RAID Level 0 — An implementation of RAID in which data are written in 64 KB 
blocks equally across all disks in the array. 

RAID Level 1 — An implementation of RAID that provides redundancy through disk 
mirroring, in which data from one disk are automatically copied to another disk as the 
information is written. 

RAID Level 3 — An implementation of RAID that uses disk striping for data and parity 
error correction code on a separate parity disk. 

RAID Level 5 — The most popular, highly fault-tolerant, data storage technique in use 
today, RAID Level 5 writes data in small blocks across several disks.
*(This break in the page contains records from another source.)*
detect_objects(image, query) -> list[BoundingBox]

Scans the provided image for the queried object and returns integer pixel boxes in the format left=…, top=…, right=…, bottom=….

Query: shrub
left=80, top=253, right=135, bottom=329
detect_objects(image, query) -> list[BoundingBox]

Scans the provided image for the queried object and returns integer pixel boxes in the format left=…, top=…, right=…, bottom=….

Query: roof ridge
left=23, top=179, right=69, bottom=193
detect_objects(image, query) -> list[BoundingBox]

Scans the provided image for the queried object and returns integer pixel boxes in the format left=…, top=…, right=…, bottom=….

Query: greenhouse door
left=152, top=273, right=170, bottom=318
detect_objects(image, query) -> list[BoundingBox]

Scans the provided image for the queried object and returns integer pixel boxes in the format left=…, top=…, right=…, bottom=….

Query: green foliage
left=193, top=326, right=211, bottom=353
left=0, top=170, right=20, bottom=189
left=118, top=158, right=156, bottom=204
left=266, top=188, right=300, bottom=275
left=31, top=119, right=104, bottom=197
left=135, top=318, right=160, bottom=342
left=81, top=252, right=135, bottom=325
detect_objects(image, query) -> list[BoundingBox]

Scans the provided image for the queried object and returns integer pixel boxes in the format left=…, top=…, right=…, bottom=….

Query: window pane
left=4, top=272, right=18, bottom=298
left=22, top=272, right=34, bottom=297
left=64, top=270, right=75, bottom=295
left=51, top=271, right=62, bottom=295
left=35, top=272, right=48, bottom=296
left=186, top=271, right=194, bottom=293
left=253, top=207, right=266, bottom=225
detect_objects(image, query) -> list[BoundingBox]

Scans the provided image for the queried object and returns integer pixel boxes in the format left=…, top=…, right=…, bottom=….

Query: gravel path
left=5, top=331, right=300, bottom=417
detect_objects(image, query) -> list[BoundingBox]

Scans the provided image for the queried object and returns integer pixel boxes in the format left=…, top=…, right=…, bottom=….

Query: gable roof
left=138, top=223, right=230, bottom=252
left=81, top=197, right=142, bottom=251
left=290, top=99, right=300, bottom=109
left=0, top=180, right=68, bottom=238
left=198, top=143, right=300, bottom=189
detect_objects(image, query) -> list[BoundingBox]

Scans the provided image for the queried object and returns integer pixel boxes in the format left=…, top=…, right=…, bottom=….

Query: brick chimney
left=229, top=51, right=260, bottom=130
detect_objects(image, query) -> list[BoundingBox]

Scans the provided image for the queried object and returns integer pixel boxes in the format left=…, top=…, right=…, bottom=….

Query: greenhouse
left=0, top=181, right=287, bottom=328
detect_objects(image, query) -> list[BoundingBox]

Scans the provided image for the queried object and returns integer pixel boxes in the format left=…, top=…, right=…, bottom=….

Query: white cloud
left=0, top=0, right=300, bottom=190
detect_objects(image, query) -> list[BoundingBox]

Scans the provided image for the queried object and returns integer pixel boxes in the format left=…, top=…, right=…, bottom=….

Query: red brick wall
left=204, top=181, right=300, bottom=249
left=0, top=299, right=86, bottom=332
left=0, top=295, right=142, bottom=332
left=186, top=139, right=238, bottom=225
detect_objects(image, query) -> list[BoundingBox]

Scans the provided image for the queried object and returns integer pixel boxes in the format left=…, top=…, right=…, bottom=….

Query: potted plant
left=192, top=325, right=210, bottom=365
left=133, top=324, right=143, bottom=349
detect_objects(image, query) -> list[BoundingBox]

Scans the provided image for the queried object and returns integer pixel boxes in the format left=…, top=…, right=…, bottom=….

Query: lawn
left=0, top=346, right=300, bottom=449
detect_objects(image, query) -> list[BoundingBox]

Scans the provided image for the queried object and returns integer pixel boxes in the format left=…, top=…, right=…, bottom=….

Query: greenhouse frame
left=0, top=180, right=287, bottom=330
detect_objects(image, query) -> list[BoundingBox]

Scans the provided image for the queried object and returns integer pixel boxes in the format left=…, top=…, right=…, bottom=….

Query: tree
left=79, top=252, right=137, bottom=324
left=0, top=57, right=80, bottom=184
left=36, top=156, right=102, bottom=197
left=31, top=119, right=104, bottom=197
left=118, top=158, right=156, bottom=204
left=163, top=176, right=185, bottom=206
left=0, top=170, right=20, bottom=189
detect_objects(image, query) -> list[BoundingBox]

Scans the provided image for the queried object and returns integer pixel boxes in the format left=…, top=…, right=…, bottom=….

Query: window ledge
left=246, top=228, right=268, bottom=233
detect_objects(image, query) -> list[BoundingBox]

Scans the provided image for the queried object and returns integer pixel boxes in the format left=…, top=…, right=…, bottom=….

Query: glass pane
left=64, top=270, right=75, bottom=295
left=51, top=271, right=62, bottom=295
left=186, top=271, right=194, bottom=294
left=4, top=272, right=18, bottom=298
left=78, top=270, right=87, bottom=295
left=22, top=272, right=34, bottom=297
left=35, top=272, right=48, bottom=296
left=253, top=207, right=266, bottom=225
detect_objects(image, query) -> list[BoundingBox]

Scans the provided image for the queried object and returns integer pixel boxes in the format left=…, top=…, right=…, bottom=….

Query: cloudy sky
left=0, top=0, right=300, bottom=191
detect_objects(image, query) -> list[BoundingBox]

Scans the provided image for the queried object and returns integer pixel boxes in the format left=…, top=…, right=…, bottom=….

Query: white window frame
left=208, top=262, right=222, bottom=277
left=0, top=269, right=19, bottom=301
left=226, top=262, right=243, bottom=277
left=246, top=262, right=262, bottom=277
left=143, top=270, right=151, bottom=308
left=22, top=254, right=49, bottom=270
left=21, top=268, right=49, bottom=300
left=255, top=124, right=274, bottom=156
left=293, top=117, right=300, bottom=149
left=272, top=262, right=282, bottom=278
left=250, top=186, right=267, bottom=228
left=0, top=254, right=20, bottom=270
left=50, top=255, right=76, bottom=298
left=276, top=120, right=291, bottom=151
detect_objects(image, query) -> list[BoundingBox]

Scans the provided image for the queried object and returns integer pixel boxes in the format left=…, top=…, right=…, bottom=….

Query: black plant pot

At the same time, it 
writes parity error checking information among several disks. 

redundancy — The use of more than one identical component for storing, processing, or 
transporting data. 

Redundant Array of Inexpensive Disks (RAID) — A server redundancy measure 
that uses shared, multiple physical or logical hard disks to ensure data integrity and 
availability. Some RAID designs also increase storage capacity and improve perfor- 
mance. See also disk striping, and disk mirroring. 

sag — See brownout. 

server clustering — A fault-tolerance technique that links multiple servers together to 
act as a single server. In this configuration, clustered servers share processing duties and 
appear as a single server to users. If one server in the cluster fails, the other servers in 
the cluster will automatically take over its data transaction and storage responsibilities. 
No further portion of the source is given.